Its appeal is not hard to understand – it’s the rare video where the initial bad actors get immediate retribution, and do so with crowd commentary and in subjectively funny ways. Many of the memes and various video reenactments feature folding chairs, “Aquamayne” references and bat signal spoofs of Pickett’s initial hat toss.
Pickett also has become internet-famous, even as some white apologists attempt to find fault with his actions and the manner in which he may have spoken with the pontoon owners. However, both Albert and the captain of the Harriott II, Jim Kittrell, have debunked those theories.
Albert said that Pickett was merely “doing his job” on Saturday when he moved the pontoon out of the way and was met with hostility from the boaters.
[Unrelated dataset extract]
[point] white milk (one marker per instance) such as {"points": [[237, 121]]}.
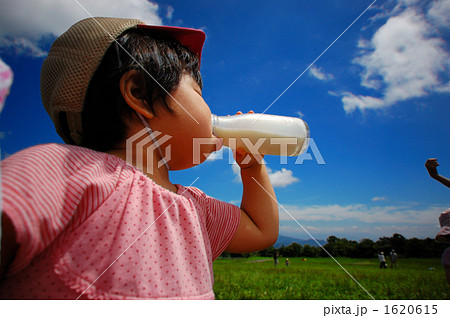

And in a lengthy interview on Montgomery’s 93.1 on Tuesday, Kittrell described the boaters as belligerent and hostile almost from the start, and said this was not his first run-in with the group.
Kittrell said he attempted several times to get the boaters to move from the dock area so the Harriott could park and let off the 227 passengers on board. Albert said the docking area is marked and that the Harriott spent some 40-45 minutes idling in the Alabama River waiting on the boats to move.
Kittrell said the pontoon owners responded to his requests to move with obscene gestures and curse words. Even when he threatened to call police, “and they’ll see the alcohol you have in the boat,” the boaters refused to move.
Instead, Kittrell said he engaged with a smaller paddle boat operating in the area and had it take Pickett, his co-captain, to the dock. Once on the dock, Albert said Pickett received only more hostile words from the boaters. So, he decided to untie and move one of the pontoons a few feet down the dock in order to make room for the Harriott.
When he did so, the boat’s owners came charging towards him, Albert said. An angry back-and-forth ensued, ultimately culminating with several of the boaters attacking and repeatedly punching Pickett. Roberts also punched the 16-year-old city employee, who had stepped in trying to break up the assault.
A short time later, the Harriott docked and several of Pickett’s coworkers made their way to confront the boaters. It did not go well for the boaters.
Albert said the investigation will continue for some time and warned against any additional acts of retribution.